Obligatory medical device diagnostics.
- Electrocardiogram (ECG; recording of the electrical activity of the heart muscle).
- [Sinus bradycardia: regular rhythm and inconspicuous P waves that are transitioned one-to-one.
- Sinus arrest: completely absent atrial actions.
- Atrial fibrillation (VHF):
- Variable picture with more or less delineable atrial actions, often flicker waves expressing completely uncoordinated atrial excitation (no P waves)
- Absolute arrhythmia of the heart due to an irregular conduction (irregular RR intervals).
- QRS complexes narrow and normal shape.
- Atrial flutter:
- Strictly regular atrial actions: regular, sawtooth P waves with a frequency of 250-400/min.
- Narrow QRS complexes
- AV nodal block and conduction in a 4:1 or 2:1 ratio, rarely alternating.

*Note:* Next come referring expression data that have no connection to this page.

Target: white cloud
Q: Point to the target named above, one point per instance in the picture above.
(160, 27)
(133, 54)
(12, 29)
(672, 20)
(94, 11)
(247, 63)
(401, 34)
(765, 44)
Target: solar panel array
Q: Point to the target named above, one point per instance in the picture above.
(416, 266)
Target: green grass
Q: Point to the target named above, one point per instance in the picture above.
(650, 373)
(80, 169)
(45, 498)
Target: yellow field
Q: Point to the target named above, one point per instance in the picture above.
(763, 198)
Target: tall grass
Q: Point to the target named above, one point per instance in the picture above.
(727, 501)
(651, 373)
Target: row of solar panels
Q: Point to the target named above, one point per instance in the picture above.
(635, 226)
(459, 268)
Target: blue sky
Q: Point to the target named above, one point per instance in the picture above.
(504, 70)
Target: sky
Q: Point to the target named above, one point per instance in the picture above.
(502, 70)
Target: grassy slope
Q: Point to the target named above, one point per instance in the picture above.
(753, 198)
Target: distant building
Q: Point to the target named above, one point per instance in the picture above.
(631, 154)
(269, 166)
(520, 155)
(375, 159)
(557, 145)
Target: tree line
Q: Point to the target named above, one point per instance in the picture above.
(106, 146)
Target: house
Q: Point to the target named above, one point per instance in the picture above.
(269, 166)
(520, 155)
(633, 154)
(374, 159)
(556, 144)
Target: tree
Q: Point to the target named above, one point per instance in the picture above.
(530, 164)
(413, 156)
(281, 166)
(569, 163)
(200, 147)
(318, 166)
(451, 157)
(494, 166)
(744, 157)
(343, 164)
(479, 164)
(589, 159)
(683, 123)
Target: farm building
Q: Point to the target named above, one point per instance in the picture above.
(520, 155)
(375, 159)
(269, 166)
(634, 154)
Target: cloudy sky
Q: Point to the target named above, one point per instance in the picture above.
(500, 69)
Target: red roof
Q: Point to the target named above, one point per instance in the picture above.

- Atrial flutter with regular AV conduction (usually 2:1): narrow ventricular complex (QRS width ≤ 120 ms).
- Ectopic atrial rhythms: mostly tachycardic rhythms; typically recognizable by the often atypical P-wave morphologies with e.g. superior axis, i.e. negative in II, III, aVF.
- Retrograde atrial excitation: P-wave with superior axis, i.e., propagation from AV node across atrium, e.g., in the context of junctional rhythms]
Optional medical device diagnostics – depending on the results of the history, physical examination, laboratory diagnostics and obligatory medical device diagnostics – for differential diagnostic clarification.
- Exercise ECG (electrocardiogram during exercise, that is, under physical activity/exercise ergometry) – detection of exercise-induced cardiac arrhythmias and abnormalities of heart rate increase, e.g., in sick sinus syndrome.
- Long-term ECG (ECG applied over 24 hours) – for more accurate assessment of cardiac function within the day.
- Echocardiography (echo; heart ultrasound).
- Event recorder (external or implantable).